She always had a cynical view of our vision and leadership – I had observed but kept my response in abeyance. I was trying to look at the good in her. Still, I could once in a while burst out, because I hate entitled people – I had fired a partner just for that quality – but I was tolerant of her because I still saw the good in her.
Then came the day, when I scheduled a review call. It was supposed to be a 30-minute call, but it ended up going three hours. The agenda had already been stated – weekly report and plan were missing, and no progress had been made since November end on the new project she was to run.
Just before the call, there was another call from my friend. ‘What is this, Ashok?’ He sounded angry and frustrated. This was a long pending call between her and him, and he was trying to schedule the call. He was advising her on the new project. ‘She said that I am only available from 9 to 5, Monday to Friday.’ She told him with full knowledge that he was one of our leading investors and her advisor, and he could only work in the late evenings because of his commitments. ‘If it is late hours, you talk to Ashok.’ That was me, her supervisor, and the managing partner of our business. I promised him that I would address this.
Back to that call, she started arguing and talked about her ‘work-life balance’ when there was no progress at work. She asked for a hike. I said I would come down for a performance review. Imagine my surprise when she just remembered that she had a friend who was critically ill and had to go to another state, and won’t be available. I said that it was fine and that we could connect if I needed anything.

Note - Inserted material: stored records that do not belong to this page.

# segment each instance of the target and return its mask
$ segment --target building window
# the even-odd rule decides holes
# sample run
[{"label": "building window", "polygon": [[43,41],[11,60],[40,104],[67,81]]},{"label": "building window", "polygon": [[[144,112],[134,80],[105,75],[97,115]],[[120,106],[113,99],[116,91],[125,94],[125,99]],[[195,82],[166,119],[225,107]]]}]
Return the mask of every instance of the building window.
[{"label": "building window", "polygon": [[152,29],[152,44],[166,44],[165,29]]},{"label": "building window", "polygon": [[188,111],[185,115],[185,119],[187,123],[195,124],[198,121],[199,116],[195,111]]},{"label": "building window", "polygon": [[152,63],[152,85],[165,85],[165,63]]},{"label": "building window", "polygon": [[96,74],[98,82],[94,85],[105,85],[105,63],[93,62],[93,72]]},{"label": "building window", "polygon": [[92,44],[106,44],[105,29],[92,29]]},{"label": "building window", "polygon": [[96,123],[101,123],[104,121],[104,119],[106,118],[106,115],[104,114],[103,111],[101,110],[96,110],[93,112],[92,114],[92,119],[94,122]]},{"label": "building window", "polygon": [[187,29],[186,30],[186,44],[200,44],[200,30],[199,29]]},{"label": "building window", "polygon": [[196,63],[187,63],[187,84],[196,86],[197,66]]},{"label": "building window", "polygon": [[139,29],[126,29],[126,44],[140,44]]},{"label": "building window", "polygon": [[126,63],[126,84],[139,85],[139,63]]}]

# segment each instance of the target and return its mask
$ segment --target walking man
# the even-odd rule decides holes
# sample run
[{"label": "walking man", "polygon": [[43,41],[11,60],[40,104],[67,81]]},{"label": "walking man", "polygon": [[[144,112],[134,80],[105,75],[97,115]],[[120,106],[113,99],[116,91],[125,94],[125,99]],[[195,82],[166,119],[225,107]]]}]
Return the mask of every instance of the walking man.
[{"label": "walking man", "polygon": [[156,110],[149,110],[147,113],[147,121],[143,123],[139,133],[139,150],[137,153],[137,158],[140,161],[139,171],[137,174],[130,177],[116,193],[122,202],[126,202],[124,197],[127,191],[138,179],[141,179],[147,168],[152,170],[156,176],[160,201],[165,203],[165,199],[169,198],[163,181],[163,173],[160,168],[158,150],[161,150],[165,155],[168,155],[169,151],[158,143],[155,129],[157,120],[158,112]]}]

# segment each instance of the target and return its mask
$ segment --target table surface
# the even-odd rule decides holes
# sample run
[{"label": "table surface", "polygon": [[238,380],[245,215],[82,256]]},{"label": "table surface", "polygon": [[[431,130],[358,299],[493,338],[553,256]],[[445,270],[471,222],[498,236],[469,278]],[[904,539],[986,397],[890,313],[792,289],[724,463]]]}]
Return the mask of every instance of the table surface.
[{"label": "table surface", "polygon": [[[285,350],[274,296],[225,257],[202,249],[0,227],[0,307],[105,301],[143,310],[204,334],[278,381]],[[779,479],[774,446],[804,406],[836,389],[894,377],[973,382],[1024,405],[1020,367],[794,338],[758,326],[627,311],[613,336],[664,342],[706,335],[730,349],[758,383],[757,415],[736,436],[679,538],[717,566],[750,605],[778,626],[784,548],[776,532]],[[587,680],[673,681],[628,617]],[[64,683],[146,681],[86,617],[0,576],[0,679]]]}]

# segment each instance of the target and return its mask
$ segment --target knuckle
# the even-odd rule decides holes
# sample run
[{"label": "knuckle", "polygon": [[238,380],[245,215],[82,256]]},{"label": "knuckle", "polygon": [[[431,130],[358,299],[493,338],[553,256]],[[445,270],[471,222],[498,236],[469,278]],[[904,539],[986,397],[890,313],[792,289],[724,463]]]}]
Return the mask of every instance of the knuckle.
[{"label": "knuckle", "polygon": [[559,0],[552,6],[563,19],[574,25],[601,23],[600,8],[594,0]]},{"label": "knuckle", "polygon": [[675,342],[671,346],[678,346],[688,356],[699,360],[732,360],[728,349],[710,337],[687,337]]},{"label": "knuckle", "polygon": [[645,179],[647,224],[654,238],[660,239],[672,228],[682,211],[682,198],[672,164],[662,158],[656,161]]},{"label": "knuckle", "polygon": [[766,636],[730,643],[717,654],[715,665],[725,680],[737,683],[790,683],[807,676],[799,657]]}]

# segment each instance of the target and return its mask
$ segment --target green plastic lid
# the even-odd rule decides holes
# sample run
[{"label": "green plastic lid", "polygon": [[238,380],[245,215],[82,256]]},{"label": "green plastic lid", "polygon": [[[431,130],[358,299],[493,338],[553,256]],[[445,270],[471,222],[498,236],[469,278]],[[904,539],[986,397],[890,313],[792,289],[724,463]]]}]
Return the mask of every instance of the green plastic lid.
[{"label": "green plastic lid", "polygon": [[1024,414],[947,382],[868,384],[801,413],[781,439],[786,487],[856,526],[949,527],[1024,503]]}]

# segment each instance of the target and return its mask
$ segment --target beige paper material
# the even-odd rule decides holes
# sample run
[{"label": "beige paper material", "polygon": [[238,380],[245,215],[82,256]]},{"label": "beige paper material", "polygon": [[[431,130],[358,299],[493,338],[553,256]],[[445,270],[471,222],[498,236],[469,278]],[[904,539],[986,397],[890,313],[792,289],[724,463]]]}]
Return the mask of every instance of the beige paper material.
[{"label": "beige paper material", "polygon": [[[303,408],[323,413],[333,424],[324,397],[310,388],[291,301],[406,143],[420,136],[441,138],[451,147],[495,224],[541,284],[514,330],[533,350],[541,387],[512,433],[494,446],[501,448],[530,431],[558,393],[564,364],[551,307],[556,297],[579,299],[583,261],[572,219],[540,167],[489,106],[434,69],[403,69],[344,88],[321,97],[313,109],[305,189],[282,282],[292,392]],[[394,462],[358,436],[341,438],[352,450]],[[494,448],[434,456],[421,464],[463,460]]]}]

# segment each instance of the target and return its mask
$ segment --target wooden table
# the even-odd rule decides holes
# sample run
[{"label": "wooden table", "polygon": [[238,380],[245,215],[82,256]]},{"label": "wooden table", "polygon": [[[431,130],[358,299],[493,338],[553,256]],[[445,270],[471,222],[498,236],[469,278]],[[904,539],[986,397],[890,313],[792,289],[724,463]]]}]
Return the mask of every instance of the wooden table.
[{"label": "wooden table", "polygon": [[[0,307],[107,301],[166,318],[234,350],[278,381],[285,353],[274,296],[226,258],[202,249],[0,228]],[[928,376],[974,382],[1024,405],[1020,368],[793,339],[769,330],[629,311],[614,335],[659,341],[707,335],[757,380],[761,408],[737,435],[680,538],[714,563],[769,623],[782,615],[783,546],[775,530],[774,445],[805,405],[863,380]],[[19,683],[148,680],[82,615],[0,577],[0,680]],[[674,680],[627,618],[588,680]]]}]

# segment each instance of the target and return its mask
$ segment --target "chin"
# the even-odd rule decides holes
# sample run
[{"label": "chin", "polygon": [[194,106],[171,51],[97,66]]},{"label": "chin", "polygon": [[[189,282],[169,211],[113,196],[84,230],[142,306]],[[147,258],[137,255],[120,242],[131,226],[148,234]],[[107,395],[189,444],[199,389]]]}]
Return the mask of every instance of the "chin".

Then the next day, the day before my trip to my office, I got her resignation email. We deliberated and decided to relieve her immediately. The inevitable post-mortem happened among partners. From ‘I told you so’ to ‘You were too soft’ – I listened to all the comments. In a sense, they were right.
I met the team, and took over the operational control, and then returned to the city where I reside. On my way back, I wondered what could have been done right. First, it turned out to be a wrong hire. If there is no aspirational approach to work, then the person is the wrong person for the job. Second, if the person is exhibiting cynicism and a bad attitude, it is untenable to work with. The team exhibited concerns because, for them, she was good. I acknowledged her good work with the team, but the other attributes that were needed for her effective contribution were simply not there. Third, when you fire, fire fast. Fourth, it challenged my principle of being nice and trusting for the first time. My impeccable record as a senior was dented. I would never be able to erase that.
My theories of looking for a female candidate for this role have been since challenged, but I have held my faith in my vision for that role. After all, we had prolonged a bad deal, and I – we could not let that hang over our views of gender. I have heard stereotypical comments, but I believe in my cause and would stay the course.